Ecology officials like it, too, but not so much they are willing to forgive about $60 million of $100 million in loans already made to the city from a fund of EPA-granted dollars. In return, the city would pledge not to seek any additional money from that source.

If the $60 million can be had, by administrative or legislative means, the city will be able to hold utility rate increases to about the annual rate of inflation. In part, that assumes that predictable, low utility rates will make the city more attractive to developments that would share some of the cost burden.

That will remain the plan without outside help, but an element that addresses treatment of stormwater from the North Side will be left undone. And this is where the “faster” part of the city plan kicks in.

Runoff from the huge Cochran Basin – which encompasses much of the city between the river and Francis Avenue east to Market Street – now enters the river untreated just downstream of the T.J. Meenach Bridge. There are no regulations requiring treatment of that water now, but officials assume, probably correctly, that remediation will be required sooner or later.

So, the Integrated Clean Water Plan includes alternatives that would collect, pre-treat and infiltrate that water using sites at the Downriver disc golf course, or near the existing outflow.
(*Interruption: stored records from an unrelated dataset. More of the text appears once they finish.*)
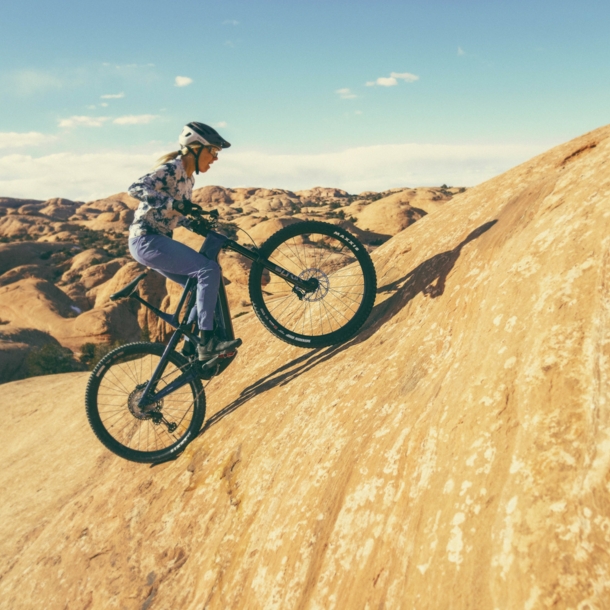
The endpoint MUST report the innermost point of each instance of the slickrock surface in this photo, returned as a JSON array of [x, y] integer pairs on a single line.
[[455, 454]]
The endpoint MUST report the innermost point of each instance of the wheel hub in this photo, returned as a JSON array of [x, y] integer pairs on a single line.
[[152, 412], [323, 284]]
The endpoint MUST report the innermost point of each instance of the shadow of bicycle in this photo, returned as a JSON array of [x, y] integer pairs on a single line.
[[429, 278]]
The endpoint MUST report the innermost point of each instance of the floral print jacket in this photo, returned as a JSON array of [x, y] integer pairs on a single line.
[[157, 192]]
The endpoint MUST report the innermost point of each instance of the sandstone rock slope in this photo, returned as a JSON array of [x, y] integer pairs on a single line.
[[455, 454]]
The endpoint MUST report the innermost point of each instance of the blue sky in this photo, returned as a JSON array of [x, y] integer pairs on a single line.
[[359, 95]]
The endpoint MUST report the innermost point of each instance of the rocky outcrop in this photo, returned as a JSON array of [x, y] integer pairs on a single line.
[[454, 454]]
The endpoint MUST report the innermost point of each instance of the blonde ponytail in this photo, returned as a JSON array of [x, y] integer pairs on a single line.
[[168, 157]]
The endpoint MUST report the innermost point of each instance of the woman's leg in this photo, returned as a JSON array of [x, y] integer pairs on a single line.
[[179, 262]]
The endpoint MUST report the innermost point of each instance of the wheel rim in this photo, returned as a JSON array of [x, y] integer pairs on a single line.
[[340, 291], [149, 430]]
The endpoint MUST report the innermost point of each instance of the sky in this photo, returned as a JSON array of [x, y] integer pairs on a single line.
[[359, 95]]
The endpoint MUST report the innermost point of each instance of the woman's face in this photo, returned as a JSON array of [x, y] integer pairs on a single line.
[[206, 158]]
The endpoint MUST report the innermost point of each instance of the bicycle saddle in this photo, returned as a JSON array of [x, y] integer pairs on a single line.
[[129, 289]]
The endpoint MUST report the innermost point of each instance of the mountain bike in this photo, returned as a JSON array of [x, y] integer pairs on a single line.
[[312, 284]]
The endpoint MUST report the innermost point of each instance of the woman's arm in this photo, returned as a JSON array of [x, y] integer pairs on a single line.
[[151, 188]]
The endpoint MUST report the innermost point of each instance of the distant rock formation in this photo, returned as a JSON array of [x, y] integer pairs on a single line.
[[77, 252]]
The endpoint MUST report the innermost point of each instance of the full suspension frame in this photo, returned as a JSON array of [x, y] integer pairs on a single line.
[[214, 242]]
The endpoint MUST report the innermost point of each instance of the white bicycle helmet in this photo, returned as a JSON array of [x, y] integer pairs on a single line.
[[204, 135]]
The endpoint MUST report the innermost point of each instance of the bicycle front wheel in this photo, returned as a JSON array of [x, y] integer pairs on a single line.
[[114, 389], [346, 278]]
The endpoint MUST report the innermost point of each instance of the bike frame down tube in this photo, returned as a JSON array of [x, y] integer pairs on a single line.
[[280, 271]]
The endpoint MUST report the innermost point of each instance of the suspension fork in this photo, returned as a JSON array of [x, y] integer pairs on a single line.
[[309, 285]]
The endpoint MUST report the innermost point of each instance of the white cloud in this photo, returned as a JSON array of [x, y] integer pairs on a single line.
[[346, 94], [135, 119], [183, 81], [27, 82], [376, 168], [392, 80], [83, 121], [12, 139]]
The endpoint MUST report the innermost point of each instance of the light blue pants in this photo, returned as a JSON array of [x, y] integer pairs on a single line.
[[178, 263]]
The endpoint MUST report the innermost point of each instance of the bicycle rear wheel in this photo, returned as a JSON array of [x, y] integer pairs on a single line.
[[115, 386], [346, 277]]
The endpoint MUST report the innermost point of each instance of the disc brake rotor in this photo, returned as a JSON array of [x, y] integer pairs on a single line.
[[136, 410], [323, 284]]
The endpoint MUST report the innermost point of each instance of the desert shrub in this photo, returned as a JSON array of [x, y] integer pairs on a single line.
[[51, 359]]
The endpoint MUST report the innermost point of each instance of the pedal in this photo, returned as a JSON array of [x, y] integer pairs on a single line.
[[208, 364]]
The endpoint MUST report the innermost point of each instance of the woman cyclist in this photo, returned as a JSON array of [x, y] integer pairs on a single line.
[[165, 199]]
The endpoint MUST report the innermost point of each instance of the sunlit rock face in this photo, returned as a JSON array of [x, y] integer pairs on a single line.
[[455, 454]]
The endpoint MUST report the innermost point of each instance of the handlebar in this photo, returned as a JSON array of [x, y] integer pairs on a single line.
[[200, 224]]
With the completion of upgrades and expansion of the main water treatment plant by 2020, the city would have a state-of-the-art system capable of handling all but the most epic of weather events, and one that helped accelerate other improvements like street reconstruction.

Some components are finished; more – like the combined street/stormwater upgrades on High Drive – will get underway this summer. Every Spokane resident will benefit, and so will every other user of the Spokane’s waters between the treatment plant and the Columbia River outflow at Astoria, Oregon.

The city has engineered more than $100 million in savings from earlier, more conventional plans for complying with EPA water standards. Federal or state help that recognizes that achievement by providing financial assistance does not seem like too much to ask. In fact, it seems like a good deal for everybody, and everything around them.